The bill by Assemblyman Isadore Hall, D-Compton, would be similar to a measure passed by voters last year in Los Angeles County.

Hall said he introduced Assembly Bill 332 because lawmakers have a responsibility to ensure the safety of all workers.

“When it comes down to it, adult film actors are employees, like any other employee for any other business in the state,” Hall said Thursday during a news conference at the Los Angeles office of the AIDS Healthcare Foundation.

“This may not be a sexy bill,” Hall said, noting he was making his announcement on Valentine’s Day. “But we have to hold accountable an industry that makes $14 billion a year. At the end of the day, we, as legislators, have a responsibility to do everything we can to protect workers.”

In November, Los Angeles County voters passed Measure B requiring adult film studios to apply for public health permits and for the county Department of Public Health to lead inspection and enforcement efforts. AHF introduced and supported Measure B, which supporters say will prevent sexually transmitted diseases from spreading from within the industry to the mainstream.

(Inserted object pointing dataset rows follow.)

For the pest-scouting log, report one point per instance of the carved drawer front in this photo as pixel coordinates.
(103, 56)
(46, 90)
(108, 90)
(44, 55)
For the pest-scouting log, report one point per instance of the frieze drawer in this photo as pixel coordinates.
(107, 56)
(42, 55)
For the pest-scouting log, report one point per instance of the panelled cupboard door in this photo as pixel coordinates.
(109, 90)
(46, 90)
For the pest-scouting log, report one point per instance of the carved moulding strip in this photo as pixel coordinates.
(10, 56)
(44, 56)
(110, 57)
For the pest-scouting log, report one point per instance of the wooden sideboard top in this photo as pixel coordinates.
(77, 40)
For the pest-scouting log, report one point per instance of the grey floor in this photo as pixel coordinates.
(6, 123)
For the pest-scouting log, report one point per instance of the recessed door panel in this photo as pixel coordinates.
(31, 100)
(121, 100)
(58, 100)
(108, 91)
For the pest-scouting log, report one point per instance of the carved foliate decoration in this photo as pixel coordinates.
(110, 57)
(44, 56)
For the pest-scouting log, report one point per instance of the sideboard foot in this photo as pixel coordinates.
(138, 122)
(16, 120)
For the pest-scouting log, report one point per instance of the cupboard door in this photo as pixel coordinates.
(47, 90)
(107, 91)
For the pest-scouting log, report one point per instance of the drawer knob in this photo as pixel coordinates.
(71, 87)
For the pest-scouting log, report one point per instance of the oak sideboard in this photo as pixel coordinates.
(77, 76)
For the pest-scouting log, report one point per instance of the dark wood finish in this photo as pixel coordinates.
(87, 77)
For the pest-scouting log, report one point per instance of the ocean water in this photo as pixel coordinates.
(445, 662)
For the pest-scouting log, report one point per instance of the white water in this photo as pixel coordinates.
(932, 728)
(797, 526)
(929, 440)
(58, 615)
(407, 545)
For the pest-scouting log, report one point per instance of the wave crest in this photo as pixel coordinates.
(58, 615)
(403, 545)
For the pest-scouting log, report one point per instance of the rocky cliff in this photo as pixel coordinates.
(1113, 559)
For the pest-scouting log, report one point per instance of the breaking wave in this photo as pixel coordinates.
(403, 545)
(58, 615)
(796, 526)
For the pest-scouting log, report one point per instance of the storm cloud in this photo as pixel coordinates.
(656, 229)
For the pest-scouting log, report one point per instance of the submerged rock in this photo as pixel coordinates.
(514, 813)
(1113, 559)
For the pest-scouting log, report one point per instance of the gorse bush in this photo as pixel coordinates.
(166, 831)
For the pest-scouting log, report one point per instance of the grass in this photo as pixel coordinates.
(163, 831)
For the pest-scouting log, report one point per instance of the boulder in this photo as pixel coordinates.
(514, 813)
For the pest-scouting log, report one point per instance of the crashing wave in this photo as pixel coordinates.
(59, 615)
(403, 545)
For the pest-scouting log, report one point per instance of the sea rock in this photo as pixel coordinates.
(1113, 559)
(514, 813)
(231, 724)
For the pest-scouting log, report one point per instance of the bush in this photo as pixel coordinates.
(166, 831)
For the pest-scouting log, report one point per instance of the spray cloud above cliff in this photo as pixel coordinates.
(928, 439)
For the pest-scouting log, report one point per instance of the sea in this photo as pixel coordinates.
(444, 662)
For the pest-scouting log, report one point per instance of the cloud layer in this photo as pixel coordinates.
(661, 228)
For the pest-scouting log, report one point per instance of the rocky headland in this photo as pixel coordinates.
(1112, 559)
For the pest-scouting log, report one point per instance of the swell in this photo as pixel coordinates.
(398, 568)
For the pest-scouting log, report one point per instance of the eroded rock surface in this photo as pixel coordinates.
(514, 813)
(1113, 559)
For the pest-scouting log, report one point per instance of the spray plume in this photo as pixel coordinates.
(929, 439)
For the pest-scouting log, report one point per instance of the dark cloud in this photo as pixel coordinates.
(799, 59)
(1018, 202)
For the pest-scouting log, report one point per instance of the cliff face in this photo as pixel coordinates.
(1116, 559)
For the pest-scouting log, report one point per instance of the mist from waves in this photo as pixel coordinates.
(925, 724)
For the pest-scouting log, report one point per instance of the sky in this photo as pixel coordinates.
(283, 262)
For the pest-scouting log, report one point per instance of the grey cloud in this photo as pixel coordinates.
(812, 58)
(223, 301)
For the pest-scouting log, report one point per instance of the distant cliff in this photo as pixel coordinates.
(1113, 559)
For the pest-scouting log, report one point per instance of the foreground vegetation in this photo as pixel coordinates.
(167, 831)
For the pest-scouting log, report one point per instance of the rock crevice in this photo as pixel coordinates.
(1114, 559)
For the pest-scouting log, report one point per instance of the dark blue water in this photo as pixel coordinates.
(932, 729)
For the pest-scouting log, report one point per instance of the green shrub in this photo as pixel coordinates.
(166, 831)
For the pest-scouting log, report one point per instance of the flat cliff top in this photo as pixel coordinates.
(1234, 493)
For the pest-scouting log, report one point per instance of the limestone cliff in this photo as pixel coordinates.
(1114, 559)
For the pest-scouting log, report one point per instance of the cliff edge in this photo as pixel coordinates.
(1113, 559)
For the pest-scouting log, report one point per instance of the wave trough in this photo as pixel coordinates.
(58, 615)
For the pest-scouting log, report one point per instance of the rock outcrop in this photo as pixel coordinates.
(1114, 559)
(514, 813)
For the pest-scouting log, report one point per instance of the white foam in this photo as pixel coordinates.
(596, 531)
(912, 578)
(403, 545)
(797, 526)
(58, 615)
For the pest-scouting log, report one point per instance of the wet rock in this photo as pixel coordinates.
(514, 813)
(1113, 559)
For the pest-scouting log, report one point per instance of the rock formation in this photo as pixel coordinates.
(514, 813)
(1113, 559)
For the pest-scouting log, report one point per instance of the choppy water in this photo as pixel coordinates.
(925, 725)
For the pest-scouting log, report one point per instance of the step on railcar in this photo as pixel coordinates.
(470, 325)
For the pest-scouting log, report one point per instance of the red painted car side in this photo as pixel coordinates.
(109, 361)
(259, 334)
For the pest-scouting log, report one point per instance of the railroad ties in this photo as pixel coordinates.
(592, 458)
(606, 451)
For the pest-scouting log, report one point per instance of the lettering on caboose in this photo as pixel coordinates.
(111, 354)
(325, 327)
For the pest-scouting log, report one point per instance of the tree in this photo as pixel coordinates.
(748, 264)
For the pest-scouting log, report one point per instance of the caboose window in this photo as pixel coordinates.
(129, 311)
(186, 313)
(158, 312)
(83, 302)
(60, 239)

Studios that violate the law and do not apply for permits or require condoms could face civil fines and criminal charges.

The ordinance will take effect immediately in the unincorporated areas of Los Angeles County and in the city of Los Angeles, which passed its own ordinance. But it won’t be implemented in the 85 cities that contract with the county’s health department until those municipalities adopt the measure into their codes.

The law also does not apply in Pasadena, Long Beach and Vernon because those cities have their own municipal health departments.

“Long Beach is in the process,” said Whitney Engeran, the senior director of public health for AIDS Healthcare Foundation. “If it means we have to go to Long Beach and to 85 city council meetings to move this forward, we’ll do it.”

A state law already mandates condom use on adult film sets, but enforcement is based largely on performers’ complaints to the California Occupational Safety and Health Administration.

Hall also said he was pushing for uniform, statewide enforcement because 75 percent of the voters in his district approved Measure B, showing him that people care about the safety of workers.

Hall’s district includes the communities of Carson, Compton, Gardena, Harbor Gateway, Lynwood, North Long Beach, Rancho Dominguez, South Los Angeles, Torrance, Watts/Willowbrook and Wilmington.

The adult film industry largely opposes mandatory condom use and public health permitting, arguing the rules would cost taxpayers hundreds of thousands of dollars and that self-regulation works fine.

Last year, the industry halted production until reports of nearly a dozen syphilis cases were substantiated.

Two performers disclosed they had the disease to the Canoga Park-based Free Speech Coalition, which oversees industry testing.

Adult film actors also have defended the porn industry’s voluntary guidelines, under which performers are tested every 14 and 28 days for HIV, gonorrhea and chlamydia. Actors and directors then view each others’ medical records, to make sure health tests have been passed.

After the passage of Measure B, adult film studios threatened to leave the San Fernando Valley, where most pornographic movies are made, and, if needed, the state. Adult films are protected under the Freeman decision of 1988, which made the making of pornographic films legal in California. Only New Hampshire has a similar law.

In addition, one of the largest adult film studios filed a lawsuit against Los Angeles County in federal court last month, calling Measure B unconstitutional.

Universal City-based Vivid Entertainment LLC claims that the Measure B violates actors’ rights to free speech and expression.

“Whatever ruling we get in federal court regarding the county case will apply to any legislation whether county or state,” said attorney Paul Cambria, who is representing Vivid. “I think it would be a horrible step that someone’s rights can be extinguished by a referendum and that’s what (county officials) are trying to do. Measure B amounts to interfering with the creative process.”